In this paper, I found that if $\lbrace X_i \rbrace$ is an independenly indentically distributed (i.i.d.) sequence and $E(|X_i|)<\infty$, then $\bar{X}_{N}=\sum_{i=1}^N\frac{X_i}{N}$ converge to $E(X_i)$ almost surely, i.e. $P(\lim_{N\to\infty}\bar{X}_N=E(X_i))=1$.
I have this counter-example in my mind: $X_i\overset{i.i.d.}{\sim} N\times Bernoulli(\frac{1}{N})$, i.e. each $X_i$ takes the value $N$ with probability $\frac{1}{N}$ and $0$ otherwise. Obviously $E(|X_i|)=E(X_i)=1<\infty$. Note that $Var(X_i)=O(N)$ and hence $Var(\bar{X}_{N})=O(1)>0$. Therefore, $P(\lim_{N\to\infty}\bar{X}_N=E(X_i))\neq 1$.

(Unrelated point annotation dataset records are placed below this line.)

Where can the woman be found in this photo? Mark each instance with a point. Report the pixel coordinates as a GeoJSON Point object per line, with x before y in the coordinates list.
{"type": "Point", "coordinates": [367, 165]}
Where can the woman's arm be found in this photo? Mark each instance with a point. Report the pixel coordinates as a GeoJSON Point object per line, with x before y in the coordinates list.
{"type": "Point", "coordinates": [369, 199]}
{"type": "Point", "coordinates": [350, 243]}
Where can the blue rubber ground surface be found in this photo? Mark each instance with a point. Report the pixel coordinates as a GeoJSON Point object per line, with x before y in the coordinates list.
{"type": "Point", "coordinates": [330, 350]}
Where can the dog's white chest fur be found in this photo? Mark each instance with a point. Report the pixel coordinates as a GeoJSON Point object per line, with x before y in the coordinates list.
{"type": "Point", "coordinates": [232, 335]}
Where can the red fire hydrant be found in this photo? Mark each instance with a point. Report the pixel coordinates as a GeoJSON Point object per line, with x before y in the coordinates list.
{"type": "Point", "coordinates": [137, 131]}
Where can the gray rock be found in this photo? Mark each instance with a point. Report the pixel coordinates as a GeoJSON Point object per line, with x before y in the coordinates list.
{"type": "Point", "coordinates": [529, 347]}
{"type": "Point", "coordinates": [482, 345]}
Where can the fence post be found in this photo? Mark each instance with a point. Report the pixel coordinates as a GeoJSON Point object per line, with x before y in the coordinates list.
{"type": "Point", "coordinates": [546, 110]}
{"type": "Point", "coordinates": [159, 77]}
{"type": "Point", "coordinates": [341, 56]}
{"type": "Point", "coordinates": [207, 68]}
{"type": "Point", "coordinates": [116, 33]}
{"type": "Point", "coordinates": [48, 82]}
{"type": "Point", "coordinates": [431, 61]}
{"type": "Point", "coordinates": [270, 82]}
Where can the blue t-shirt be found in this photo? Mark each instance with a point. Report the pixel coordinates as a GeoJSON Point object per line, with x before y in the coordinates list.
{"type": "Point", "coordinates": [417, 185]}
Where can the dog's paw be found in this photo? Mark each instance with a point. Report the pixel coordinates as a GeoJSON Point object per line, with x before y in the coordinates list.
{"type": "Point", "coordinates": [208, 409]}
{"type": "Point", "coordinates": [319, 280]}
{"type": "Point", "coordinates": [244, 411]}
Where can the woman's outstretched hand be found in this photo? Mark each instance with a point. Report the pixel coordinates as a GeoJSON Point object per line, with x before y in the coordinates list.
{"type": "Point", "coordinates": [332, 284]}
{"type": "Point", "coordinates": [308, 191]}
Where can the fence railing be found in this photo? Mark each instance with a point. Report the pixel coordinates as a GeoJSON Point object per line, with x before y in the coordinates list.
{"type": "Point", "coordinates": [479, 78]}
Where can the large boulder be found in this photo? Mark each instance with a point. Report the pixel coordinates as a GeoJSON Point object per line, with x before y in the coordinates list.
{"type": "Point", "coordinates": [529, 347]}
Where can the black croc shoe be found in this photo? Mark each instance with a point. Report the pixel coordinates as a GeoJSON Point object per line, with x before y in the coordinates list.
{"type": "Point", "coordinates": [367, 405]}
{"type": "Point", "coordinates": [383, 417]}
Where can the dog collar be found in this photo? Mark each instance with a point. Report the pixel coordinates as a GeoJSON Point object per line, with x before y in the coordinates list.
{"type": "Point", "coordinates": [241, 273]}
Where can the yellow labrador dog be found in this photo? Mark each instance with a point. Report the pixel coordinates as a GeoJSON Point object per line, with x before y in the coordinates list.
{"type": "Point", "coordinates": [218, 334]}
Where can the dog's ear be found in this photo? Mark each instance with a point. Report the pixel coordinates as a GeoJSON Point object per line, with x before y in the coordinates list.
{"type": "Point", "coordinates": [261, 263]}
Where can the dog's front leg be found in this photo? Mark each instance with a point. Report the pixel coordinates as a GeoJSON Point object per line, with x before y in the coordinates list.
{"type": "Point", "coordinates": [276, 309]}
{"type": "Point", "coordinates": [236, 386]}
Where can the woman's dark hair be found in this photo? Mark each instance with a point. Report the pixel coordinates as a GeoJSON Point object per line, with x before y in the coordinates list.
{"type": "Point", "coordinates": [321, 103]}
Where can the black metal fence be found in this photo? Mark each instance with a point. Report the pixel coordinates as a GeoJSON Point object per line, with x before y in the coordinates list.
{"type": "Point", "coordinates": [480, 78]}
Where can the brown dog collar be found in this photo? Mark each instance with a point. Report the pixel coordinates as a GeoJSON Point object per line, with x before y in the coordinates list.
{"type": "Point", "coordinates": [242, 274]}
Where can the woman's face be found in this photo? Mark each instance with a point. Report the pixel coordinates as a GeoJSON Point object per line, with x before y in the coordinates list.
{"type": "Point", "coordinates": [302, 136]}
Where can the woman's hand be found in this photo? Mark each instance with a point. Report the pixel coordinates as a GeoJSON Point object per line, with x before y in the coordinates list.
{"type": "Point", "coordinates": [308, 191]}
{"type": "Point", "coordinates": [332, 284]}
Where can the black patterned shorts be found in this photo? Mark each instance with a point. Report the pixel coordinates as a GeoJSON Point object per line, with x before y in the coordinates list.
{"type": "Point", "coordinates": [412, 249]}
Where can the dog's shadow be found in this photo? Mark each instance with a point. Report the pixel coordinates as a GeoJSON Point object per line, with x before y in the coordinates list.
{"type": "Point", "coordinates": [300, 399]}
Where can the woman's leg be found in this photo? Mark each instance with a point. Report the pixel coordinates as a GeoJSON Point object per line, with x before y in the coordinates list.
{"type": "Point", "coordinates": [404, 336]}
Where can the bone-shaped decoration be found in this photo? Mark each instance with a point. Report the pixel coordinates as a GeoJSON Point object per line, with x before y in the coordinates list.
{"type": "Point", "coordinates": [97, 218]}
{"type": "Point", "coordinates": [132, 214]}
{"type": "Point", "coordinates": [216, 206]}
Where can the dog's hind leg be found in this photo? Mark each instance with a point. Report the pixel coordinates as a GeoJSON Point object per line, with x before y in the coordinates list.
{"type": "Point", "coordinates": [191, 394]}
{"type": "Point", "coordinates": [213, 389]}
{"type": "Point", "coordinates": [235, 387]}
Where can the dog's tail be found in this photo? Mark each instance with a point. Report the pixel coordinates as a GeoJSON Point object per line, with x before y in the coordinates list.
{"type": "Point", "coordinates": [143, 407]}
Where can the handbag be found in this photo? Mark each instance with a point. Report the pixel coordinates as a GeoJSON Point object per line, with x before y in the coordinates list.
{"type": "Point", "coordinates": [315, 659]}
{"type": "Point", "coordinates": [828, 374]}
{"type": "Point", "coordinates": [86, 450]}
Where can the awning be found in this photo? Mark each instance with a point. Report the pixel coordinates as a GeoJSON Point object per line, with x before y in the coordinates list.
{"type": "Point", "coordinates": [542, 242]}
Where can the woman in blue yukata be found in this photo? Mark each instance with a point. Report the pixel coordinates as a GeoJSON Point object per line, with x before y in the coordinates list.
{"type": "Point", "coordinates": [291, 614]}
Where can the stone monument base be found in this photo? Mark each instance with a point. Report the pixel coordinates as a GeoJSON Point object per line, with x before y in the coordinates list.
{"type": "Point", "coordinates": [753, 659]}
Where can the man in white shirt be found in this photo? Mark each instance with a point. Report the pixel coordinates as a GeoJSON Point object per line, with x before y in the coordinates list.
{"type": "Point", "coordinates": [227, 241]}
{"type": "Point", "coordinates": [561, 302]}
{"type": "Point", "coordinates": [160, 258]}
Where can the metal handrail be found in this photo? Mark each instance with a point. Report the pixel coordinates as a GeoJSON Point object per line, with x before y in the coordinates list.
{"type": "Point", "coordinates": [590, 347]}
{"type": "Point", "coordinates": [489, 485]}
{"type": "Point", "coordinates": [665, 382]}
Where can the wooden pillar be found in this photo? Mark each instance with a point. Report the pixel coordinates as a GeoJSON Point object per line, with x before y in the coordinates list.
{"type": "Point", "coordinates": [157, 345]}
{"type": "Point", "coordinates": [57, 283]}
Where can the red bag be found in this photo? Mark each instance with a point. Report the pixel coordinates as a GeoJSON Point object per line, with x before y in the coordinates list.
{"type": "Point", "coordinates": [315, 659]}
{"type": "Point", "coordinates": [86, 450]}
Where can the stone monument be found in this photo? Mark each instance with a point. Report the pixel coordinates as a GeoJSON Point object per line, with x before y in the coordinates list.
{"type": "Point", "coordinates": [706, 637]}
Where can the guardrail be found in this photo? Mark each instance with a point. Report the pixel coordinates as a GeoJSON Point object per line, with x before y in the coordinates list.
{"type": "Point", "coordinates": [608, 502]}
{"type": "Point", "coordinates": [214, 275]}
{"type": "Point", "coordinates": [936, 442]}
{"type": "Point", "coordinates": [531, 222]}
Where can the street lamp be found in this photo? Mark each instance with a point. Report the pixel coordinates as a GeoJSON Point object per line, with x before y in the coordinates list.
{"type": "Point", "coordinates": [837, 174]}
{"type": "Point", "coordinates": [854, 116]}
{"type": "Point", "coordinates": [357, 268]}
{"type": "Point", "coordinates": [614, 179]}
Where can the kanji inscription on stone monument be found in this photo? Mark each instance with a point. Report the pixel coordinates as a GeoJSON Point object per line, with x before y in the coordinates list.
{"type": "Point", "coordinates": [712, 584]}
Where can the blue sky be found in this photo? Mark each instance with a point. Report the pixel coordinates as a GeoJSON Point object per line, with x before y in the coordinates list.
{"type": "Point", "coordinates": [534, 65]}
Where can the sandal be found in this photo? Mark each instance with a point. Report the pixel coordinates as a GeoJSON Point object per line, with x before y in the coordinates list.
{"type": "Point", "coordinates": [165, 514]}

I am wondering whether one should replace $E(|X_i|)<\infty$ with the condition that $\lbrace X_{i,N}\rbrace$ to be uniformly integrable: $\lim_{c\to\infty}\sup_N \sup_{1\leq i\leq N} E(|X_{i,N}|I(X_{i,N}>c))=0$, where $I(\cdot)$ is the indicator function equal to $1$ when $X_i>c$ and $0$ otherwise, to rule out my counter-example.